Michael has been part of the teams advising:

  • Black Knight, Inc. in its acquisition of Optimal Blue LLC, in a transaction that implied an enterprise value of $1.8 billion and subsequently a Special Committee of Black Knight, Inc. in the $1.2 billion acquisition of all of the equity interests Black Knight did not already own in Optimal Blue.
  • Brookfield Principal Credit LLC, as administrative agent and collateral agent for the lenders, in the $928 million 363 asset sale of the North American assets of Bumble Bee Foods, LLC.
  • CD&R Galaxy UK Intermediate 3 Limited (a portfolio company of Clayton, Dubilier & Rice, LLC) in its senior secured term loan facility bridge financing.
  • Covetrus, Inc. in its $4 billion sale to CD&R, a holder of approximately 24% of Covetrus' outstanding common stock, and TPG.
  • DirecTV, LLC in its acquisition of certain assets and liabilities related to the advertising sales business segment of DirecTV.
  • GS Acquisition Holdings Corp II, a SPAC sponsored by an affiliate of Goldman Sachs, in its $2.6 billion business combination with Mirion Technologies, Inc. (at the time, a portfolio company of Charterhouse Capital Partners).
  • H&R Block, Inc. in its $405 million acquisition of Wave Financial Inc.
  • Iron Mountain Incorporated in its acquisition of ITRenew, Inc., in a transaction that implied an ITRenew enterprise value of $925 million.
  • MGM Resorts International in its $17.2 billion sale of MGM Growth Properties LLC to VICI Properties Inc.
  • Nexeo Solutions, Inc. (a subsidiary of Univar Inc.) in its $640 million sale of Nexeo Solutions Plastics to One Rock Capital Partners.

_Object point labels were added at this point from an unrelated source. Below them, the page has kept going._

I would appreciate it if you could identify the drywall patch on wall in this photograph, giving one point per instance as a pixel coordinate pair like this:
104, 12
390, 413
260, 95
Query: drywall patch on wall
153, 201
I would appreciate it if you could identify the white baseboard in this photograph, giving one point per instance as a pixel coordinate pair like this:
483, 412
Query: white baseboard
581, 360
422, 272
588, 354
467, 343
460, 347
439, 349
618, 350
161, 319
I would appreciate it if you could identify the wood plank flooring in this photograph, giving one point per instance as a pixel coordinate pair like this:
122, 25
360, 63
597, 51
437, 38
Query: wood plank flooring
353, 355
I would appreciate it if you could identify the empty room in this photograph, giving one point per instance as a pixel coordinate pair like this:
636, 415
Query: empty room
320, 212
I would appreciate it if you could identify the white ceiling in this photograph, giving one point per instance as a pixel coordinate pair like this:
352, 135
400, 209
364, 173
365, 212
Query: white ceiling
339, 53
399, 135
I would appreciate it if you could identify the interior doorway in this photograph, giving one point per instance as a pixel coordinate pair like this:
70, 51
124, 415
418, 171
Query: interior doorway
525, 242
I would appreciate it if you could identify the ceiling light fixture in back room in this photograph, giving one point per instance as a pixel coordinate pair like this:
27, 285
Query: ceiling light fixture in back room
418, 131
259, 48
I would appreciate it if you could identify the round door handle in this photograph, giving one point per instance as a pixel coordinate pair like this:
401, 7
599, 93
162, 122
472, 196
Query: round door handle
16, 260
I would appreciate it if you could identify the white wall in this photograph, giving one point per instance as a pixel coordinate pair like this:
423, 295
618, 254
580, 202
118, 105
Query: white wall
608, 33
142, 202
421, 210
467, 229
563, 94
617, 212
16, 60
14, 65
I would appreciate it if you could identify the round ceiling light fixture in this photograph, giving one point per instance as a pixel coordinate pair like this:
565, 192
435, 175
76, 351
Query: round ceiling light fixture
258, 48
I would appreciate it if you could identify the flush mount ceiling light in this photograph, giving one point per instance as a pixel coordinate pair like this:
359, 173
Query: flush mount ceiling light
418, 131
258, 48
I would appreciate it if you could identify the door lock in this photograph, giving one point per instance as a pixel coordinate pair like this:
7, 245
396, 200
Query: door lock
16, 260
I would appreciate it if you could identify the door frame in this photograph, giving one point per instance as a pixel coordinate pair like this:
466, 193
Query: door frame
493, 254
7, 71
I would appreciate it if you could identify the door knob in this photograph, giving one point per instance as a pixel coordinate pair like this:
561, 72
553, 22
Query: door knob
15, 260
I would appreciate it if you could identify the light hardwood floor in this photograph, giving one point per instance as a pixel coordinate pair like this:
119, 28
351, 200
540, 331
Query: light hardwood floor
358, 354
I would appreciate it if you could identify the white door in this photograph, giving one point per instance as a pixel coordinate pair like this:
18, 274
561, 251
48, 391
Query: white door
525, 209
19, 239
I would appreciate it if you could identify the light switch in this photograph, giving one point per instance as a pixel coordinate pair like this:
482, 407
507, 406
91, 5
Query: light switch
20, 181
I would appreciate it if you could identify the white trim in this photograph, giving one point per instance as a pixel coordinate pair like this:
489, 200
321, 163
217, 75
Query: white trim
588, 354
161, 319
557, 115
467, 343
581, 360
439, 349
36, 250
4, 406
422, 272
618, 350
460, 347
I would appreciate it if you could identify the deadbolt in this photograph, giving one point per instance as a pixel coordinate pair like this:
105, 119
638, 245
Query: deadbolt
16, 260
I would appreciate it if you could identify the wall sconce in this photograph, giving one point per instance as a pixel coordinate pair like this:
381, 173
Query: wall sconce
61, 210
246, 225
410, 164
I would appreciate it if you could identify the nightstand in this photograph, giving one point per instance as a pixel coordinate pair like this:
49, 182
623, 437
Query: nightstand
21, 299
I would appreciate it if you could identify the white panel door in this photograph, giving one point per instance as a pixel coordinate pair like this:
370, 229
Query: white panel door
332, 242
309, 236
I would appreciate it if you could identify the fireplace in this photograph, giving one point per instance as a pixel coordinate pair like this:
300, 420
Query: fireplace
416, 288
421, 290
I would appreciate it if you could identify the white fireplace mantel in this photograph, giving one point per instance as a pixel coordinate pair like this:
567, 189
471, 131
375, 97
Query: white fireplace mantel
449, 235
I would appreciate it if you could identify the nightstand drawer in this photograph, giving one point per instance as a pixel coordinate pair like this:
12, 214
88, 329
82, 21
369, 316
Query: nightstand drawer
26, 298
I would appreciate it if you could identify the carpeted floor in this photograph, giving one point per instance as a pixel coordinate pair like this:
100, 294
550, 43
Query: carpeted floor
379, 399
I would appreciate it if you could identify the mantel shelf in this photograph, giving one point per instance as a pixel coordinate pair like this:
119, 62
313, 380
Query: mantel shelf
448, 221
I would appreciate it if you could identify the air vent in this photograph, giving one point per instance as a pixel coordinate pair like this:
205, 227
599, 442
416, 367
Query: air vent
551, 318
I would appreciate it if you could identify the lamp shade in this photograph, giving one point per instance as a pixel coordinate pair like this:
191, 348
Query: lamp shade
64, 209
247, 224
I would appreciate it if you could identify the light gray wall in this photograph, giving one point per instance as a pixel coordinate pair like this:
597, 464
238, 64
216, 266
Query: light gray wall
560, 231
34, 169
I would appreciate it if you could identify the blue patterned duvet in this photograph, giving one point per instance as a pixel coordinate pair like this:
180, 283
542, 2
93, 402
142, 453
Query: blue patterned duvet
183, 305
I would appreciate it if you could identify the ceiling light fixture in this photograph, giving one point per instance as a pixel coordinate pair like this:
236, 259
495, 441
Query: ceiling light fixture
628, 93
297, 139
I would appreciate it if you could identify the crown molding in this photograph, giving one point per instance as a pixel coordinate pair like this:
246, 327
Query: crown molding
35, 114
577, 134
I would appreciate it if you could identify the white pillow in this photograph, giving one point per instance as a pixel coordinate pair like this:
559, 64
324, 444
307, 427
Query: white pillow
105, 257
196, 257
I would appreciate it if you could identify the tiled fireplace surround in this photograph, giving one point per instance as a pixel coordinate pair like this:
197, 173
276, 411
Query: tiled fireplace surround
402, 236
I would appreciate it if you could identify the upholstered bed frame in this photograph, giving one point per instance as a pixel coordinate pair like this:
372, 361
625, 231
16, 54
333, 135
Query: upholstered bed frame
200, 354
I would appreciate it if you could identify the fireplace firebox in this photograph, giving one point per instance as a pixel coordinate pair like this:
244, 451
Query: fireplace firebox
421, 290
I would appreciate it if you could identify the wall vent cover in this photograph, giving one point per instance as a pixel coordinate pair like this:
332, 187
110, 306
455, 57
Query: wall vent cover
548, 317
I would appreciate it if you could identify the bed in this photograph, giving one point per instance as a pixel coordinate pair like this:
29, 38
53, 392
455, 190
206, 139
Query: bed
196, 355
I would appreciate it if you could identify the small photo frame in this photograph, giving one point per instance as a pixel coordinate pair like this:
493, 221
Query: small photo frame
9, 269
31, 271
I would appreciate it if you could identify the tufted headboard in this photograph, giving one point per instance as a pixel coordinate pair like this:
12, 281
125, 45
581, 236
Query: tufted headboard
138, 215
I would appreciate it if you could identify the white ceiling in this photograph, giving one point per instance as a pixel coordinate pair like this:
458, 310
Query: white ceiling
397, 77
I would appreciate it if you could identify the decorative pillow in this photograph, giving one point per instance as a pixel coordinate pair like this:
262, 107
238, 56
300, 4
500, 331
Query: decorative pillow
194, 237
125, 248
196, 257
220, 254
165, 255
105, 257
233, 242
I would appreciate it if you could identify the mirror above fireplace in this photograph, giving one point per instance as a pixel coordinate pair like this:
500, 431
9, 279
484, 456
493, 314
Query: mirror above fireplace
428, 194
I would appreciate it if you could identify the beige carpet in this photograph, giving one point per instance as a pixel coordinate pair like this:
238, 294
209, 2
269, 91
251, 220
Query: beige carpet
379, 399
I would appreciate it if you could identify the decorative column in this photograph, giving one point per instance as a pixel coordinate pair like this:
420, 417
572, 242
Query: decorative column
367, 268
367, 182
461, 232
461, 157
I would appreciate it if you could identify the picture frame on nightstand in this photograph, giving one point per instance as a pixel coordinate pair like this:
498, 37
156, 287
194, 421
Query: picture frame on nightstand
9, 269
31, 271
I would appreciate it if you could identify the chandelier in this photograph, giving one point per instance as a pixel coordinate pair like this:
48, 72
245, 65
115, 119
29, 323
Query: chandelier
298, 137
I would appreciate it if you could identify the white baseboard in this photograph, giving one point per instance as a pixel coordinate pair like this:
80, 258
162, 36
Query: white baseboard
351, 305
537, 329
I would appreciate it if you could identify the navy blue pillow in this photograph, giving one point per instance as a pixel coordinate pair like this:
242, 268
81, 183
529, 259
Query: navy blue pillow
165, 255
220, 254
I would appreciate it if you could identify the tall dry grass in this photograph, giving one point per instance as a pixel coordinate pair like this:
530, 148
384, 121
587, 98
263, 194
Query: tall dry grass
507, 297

  • NPC International Inc. in its $801 million 363 asset sale in a chapter 11 bankruptcy proceeding of substantially all of its assets to Flynn Restaurant Group and Wendy’s International LLC.
  • Sanofi in its approximately $13 billion sale of nearly all of its 20.6% stake in Regeneron Pharmaceuticals, Inc. through a registered public offering and related share repurchase by Regeneron and in its sale of Enjaymo® to a subsidiary of Recordati Industrai Chimica E Farmacuetica S.p.A.
  • SiriusXM in its acquisition of a minority stake in SoundCloud Ltd.
  • Software Luxembourg Holding S.A. in its $1.3 billion merger with and into Churchill Capital Corp II, a SPAC sponsored by the Churchill Capital Group.
  • Special Committee of the Board of Directors of Agiliti, Inc. in its merger with affiliates of Thomas H. Lee Partners, L.P in a transaction that implies an enterprise value of approximately $2.5 billion
  • Willis Towers Watson PLC in its $1.3 billion acquisition of TRANZACT.

Michael received his J.D. from New York University School of Law, his M.A. from Harvard University and his B.A. from Duke University.